An N.C.A.A. investigation concluded that Bush, once called the most exciting player in college football, accepted improper benefits while at Southern nfl jersey
California. The N.C.A.A. cited U.S.C. for “lack of institutional control” and hit the university with a four-year probation, a two-year bowl ban and a reduction in football scholarships.
Yahoo Sports reported Tuesday that the decision to take back Bush’s trophy was imminent.
“There’s been nothing yet,” Corcoran said. “Everyone is writing all of this stuff, I don’t know where they’re getting it.”
Asked if he thought the Heisman should be taken away from Bush, Corcoran interrupted in midsentence and said, “I know where you’re going, but I can’t comment.”
Never in the 75-year history of the Heisman Trophy has the committee taken one back. We’re talking about a list that includes O. J. Simpson.
Corcoran said there was no timetable on the Bush issue. “I’m sure something will come up — at some point in our lifetime.”
That hardly sounds imminent.
The larger question — one Corcoran did not address — is, what should Bush do? There have been casualties and defections all around him.
Mike Garrett, the U.S.C. athletic director who won the Heisman as a TrojansPittsburgh Steelers jersey
running back in 1965, was fired.
Pete Carroll, the former U.S.C. coach, scampered out of the burning building and is now the coach of the Seattle Seahawks.
According to the N.C.A.A. investigation, Bush received lavish gifts from two sports marketers who wanted to sign him. They paid for hotel stays. They paid for a rent-free home where Bush’s family apparently lived. They paid for a limousine for his use. They even bought a new suit for Bush’s Heisman acceptance in December 2005.
If Bush had any sense of honor, he would return the trophy and save the committee the embarrassment of having to ask for it. If he had any self-respect, he would return it. Bush was effectively a kept man at U.S.C., which is probably not something he wants scrawled on his sports tombstone.

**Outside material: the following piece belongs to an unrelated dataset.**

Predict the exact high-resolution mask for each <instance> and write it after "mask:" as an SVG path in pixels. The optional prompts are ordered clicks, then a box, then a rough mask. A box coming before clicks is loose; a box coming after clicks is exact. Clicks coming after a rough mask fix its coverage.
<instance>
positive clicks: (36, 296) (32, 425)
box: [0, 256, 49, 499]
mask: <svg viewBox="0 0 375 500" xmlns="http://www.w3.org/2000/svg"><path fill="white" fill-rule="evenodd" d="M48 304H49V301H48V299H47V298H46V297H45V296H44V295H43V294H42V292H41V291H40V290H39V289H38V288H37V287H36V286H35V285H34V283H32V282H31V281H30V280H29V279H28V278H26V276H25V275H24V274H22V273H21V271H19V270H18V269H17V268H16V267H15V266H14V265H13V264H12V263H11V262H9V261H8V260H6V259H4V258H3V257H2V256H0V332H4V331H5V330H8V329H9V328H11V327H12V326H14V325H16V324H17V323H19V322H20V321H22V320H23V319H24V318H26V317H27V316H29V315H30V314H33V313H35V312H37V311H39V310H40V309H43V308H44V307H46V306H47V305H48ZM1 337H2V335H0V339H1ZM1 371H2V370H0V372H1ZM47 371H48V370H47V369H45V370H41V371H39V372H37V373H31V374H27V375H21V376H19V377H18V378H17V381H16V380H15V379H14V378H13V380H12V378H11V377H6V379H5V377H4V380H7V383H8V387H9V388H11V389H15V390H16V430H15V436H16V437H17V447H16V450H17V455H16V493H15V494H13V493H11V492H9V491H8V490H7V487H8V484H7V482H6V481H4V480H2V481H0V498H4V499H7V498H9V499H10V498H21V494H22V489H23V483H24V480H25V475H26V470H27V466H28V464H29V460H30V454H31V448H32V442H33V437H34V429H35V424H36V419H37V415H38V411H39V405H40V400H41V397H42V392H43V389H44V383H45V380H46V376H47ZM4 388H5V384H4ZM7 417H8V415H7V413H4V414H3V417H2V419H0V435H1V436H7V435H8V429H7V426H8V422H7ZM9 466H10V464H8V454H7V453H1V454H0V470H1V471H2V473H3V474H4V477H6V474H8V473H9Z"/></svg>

Bush has apologized to the university, but an apology means little coming from a man in the safe haven of the N.F.L., watching his college team. He should share in U.S.C.’s shame, and the best way to do that is to give back the trophy. His mother and stepfather, who were culpable as well, should insist on it.
Critics of the N.C.A.A. will ask why should Bush give it back. The standard argument is that Bush, like many college megastars, was simply getting his pound of flesh from a system that got more from him. Yes, but ultimately the athlete becomes the fall guy.

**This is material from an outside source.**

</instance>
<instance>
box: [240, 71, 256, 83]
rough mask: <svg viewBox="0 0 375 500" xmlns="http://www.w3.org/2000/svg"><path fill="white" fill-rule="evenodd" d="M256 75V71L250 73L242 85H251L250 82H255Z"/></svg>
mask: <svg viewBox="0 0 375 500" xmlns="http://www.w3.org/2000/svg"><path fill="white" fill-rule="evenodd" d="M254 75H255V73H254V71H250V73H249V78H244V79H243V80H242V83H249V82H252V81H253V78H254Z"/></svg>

In July, the U.S.C. president, C. L. Max Nikias, ordered the university’s athletic department to return its copy of Bush’s Heisman to the Heisman Trust and remove nearly all references to Bush and the former star basketball player O. J. Mayo, including murals, as part of the N.C.A.A.’s directive to disassociate the college from the athletes.

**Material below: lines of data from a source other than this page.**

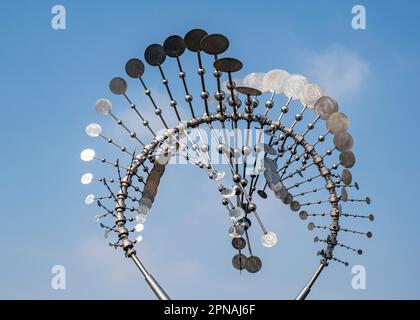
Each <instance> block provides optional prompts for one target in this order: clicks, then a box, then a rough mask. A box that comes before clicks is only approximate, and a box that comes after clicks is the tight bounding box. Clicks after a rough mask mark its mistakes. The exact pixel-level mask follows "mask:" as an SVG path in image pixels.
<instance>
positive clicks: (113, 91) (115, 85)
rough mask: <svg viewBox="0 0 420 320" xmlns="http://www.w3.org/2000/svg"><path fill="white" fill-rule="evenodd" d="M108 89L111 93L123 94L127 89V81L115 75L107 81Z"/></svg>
mask: <svg viewBox="0 0 420 320" xmlns="http://www.w3.org/2000/svg"><path fill="white" fill-rule="evenodd" d="M109 90H111V92H112V93H113V94H117V95H120V94H124V93H125V92H126V91H127V82H125V80H124V79H123V78H120V77H116V78H114V79H112V80H111V81H110V82H109Z"/></svg>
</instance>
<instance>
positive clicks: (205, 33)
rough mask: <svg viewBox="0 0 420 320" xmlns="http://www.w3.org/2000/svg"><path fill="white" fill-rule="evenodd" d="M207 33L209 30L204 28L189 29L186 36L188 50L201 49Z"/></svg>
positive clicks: (198, 49) (197, 49)
mask: <svg viewBox="0 0 420 320" xmlns="http://www.w3.org/2000/svg"><path fill="white" fill-rule="evenodd" d="M206 35H207V32H206V31H204V30H202V29H193V30H191V31H189V32H188V33H187V34H186V35H185V37H184V42H185V45H186V47H187V48H188V50H190V51H193V52H198V51H201V40H202V39H203V38H204V37H205V36H206Z"/></svg>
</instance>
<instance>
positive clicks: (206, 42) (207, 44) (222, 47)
mask: <svg viewBox="0 0 420 320" xmlns="http://www.w3.org/2000/svg"><path fill="white" fill-rule="evenodd" d="M200 46H201V50H203V51H204V52H205V53H207V54H211V55H216V54H222V53H223V52H225V51H226V50H227V49H228V48H229V40H228V38H226V37H225V36H224V35H222V34H209V35H207V36H205V37H204V38H203V39H201V42H200Z"/></svg>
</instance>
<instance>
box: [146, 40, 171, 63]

A noble gesture. Let’s see if Southern California returns the millions it received during the Bush years. I doubt it.
The N.C.A.A., at the upper echelon of Division I, is an unseemly universe of Minnesota Vikings jersey
exploitation with administrators, coaches, boosters and players using one another in an exploitive dance. U.S.C. used Bush to keep the university nationally relevant. Bush used U.S.C. to catapult himself to fame and fortune in the N.F.L. and a Super Bowl ring with the New Orleans Saints. Carroll used Bush and U.S.C. to catapult himself to glory and ultimately back into the N.F.L.
The N.C.A.A. should make sure Carroll doesn’t get another college coaching job for seven years, a year for each major violation Southern California was found to have committed.
Bush can afford to do the right thing. Indeed, he can’t afford not to. Despite the Super Bowl ring, his name has been smeared. The Heisman is a symbol of a dirty relationship, of bad decisions, poor judgment, misguided priorities — of being bought. Do you really want that in your trophy room?